以下のプロトコールのDNAの末端の平滑化には、「KOD DNA Polymerase (Code No. KOD-101)」、ライゲーションには、「Ligation high (Code No. LGK-101)」をご使用いただけます。

(1) 平滑化反応液を以下の通り調製します。
反応液を調製する前に各試薬を十分攪拌してからご使用ください。凍結している試薬は完全に融解してください。

 Components

Volume 

 Final Concentration

 Sample DNA

Xμl 

 

 10x Buffer #1*

1 μl 

 1x

 2mM dNTPs*

1 μl 

 0.2mM each

 25mM MgCl2*

0.6μl 

 1.5mM

 KOD DNA Polymerase (2.5U/μl)*

1 μl 

 2.5 U/10μl

 Autoclaved,distilled water

to 10 μl 

 

*: KOD DNA Polymerase (Code No. KOD-101)のパーツです。 

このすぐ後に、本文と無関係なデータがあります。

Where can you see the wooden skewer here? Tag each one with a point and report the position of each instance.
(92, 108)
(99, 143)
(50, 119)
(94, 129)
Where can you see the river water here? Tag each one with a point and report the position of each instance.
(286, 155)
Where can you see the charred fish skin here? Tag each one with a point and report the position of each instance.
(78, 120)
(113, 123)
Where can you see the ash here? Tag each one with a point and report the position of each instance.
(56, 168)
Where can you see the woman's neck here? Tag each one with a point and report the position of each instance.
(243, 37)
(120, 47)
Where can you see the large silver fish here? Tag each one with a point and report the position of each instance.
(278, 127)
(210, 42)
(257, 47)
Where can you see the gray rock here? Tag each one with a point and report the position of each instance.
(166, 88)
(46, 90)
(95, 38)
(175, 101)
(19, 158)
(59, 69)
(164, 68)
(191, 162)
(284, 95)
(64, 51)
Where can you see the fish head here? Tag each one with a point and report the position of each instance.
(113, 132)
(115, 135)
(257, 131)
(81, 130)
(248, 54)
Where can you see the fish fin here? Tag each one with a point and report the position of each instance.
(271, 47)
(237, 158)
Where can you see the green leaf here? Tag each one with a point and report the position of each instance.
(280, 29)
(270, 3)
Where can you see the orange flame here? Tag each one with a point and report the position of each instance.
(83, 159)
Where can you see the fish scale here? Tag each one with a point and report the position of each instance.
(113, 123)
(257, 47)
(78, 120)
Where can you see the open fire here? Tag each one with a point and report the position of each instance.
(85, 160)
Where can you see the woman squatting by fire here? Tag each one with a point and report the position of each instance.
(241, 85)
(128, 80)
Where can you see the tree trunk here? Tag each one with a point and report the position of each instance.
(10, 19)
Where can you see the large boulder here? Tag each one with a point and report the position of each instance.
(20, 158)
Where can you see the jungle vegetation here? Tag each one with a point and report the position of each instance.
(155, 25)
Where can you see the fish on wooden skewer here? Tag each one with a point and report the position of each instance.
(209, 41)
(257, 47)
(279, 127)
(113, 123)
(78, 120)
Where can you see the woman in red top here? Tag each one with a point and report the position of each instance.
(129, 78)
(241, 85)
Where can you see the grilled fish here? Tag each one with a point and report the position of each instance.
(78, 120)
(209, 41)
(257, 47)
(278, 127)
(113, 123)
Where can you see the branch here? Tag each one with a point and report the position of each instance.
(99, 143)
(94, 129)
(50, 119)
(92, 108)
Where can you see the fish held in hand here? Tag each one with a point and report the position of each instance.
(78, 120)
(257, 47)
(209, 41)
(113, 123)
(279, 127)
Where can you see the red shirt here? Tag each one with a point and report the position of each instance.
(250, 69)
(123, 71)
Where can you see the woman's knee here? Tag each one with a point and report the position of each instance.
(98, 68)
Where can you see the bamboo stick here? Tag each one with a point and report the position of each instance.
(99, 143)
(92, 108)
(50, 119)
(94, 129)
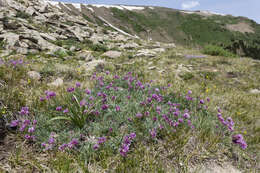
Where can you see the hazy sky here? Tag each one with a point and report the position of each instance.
(248, 8)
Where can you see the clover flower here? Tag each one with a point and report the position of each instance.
(117, 108)
(50, 94)
(63, 147)
(96, 146)
(70, 89)
(102, 140)
(83, 102)
(24, 111)
(104, 107)
(238, 139)
(31, 129)
(78, 84)
(153, 133)
(59, 108)
(14, 123)
(73, 143)
(139, 115)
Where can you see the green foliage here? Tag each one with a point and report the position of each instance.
(187, 76)
(217, 51)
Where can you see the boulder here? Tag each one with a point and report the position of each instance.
(86, 55)
(129, 46)
(10, 39)
(92, 65)
(112, 54)
(145, 53)
(34, 75)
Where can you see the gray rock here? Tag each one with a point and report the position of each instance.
(145, 53)
(34, 75)
(129, 46)
(10, 39)
(92, 65)
(86, 55)
(112, 54)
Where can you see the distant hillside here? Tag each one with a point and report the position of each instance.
(238, 34)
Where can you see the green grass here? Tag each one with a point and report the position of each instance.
(185, 146)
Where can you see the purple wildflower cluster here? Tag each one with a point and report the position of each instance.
(72, 144)
(229, 123)
(49, 95)
(25, 126)
(100, 141)
(238, 139)
(128, 139)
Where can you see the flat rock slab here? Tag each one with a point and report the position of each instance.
(112, 54)
(195, 56)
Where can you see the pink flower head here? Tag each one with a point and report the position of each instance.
(78, 84)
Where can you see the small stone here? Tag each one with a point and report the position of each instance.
(112, 54)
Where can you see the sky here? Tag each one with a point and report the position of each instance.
(247, 8)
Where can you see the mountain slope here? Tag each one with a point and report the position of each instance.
(238, 34)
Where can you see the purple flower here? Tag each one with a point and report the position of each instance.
(70, 89)
(43, 144)
(87, 91)
(63, 147)
(104, 107)
(34, 122)
(83, 102)
(59, 108)
(132, 135)
(22, 128)
(153, 133)
(139, 115)
(78, 84)
(31, 129)
(117, 108)
(186, 115)
(27, 136)
(42, 99)
(147, 113)
(65, 110)
(96, 146)
(180, 120)
(51, 140)
(102, 140)
(14, 123)
(124, 149)
(116, 77)
(113, 98)
(238, 139)
(73, 143)
(24, 111)
(50, 94)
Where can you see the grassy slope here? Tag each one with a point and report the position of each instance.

全ての液を添加した後、反応液をボルテックスなどで十分攪拌してからサーマルサイクラーに
セットしてください。

(2) 72℃、2minインキュベートします。

(3) 氷中で冷却します。

(4) 反応液をそのままライゲーション反応に使えます。

     (ライゲーション反応の例)

 Components

Volume 

 平滑化したSample DNA

Yμl 

 TEバッファー

10-Yμl

 Ligation high (Code No.LGK-101)

10μl

     16℃、1hrインキュベートします。

 

※平滑化処理をうまく行うために
① エタノール沈殿などで、TEバッファーに置換したDNAの使用を標準的な操作としていますが、
次の方法でも可能です。
・制限酵素処理したDNAの場合:H,M,L,TAバッファーを用いた反応液であれば、反応液を
 そのままDNA溶液として用い、上の反応組成で平滑化処理できます。
・TaqでPCRした産物の場合:PCR後の反応液を一部取り、KODを添加し、72℃,2min処理します。
このとき、KODは、Taqと同じUnit数を加えます。dNTPsは、反応時の濃度で0.2mMが
至適ですので、不足している場合は追加します。
10X Buffer #1、25mM MgCl2、2mM dNTPsの添加は必要ありません。

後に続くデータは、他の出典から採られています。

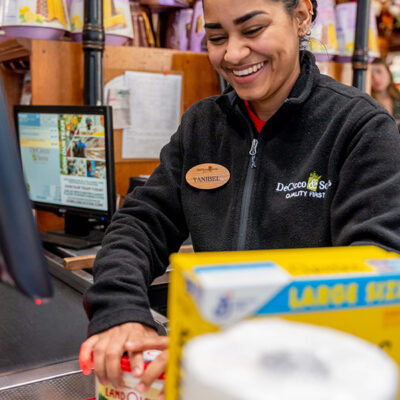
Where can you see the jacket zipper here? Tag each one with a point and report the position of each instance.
(246, 198)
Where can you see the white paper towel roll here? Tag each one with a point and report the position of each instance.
(281, 360)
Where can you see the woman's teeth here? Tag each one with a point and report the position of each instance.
(248, 71)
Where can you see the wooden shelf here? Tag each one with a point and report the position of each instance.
(14, 49)
(57, 79)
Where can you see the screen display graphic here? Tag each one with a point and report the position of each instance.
(64, 159)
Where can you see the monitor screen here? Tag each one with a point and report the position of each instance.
(21, 255)
(67, 159)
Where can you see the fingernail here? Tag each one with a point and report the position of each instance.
(141, 388)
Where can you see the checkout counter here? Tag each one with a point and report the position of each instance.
(39, 344)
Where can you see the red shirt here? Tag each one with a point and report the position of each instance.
(258, 123)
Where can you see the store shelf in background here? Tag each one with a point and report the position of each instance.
(57, 78)
(343, 72)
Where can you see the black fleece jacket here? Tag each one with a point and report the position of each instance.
(326, 173)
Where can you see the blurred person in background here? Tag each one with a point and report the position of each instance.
(383, 88)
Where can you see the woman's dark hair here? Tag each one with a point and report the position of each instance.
(290, 5)
(392, 88)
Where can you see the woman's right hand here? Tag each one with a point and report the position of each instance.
(107, 348)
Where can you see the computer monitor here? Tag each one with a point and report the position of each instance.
(67, 157)
(22, 261)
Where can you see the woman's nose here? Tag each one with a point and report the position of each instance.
(236, 51)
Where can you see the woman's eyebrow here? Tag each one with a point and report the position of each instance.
(237, 21)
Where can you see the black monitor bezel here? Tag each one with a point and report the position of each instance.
(106, 111)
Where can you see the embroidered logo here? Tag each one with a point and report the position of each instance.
(313, 181)
(313, 187)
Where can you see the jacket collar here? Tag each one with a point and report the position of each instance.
(300, 92)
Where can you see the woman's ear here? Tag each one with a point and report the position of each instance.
(303, 17)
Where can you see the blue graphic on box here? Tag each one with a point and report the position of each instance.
(345, 293)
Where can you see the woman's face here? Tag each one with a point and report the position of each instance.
(254, 44)
(380, 77)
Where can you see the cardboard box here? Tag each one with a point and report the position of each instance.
(354, 289)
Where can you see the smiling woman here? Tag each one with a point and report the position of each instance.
(279, 123)
(254, 45)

② DNA末端10pmolを処理できます。直鎖状pUC18 DNA2.7kbであれば、約10μgに相当します。
DNA溶液は、最高6.4μlまで処理できます。


③ 反応液を調製するとき、KODを最後に加えてください。dNTPsが共存しない環境下ではKODの3'→5’exonucleaseが強く作用し、過剰にDNAを削ることがあります。

④ 72℃,2minで充分な平滑化反応が行われます。また、標準の反応条件であれば、30minまで
時間を延長しても効率は変わりません。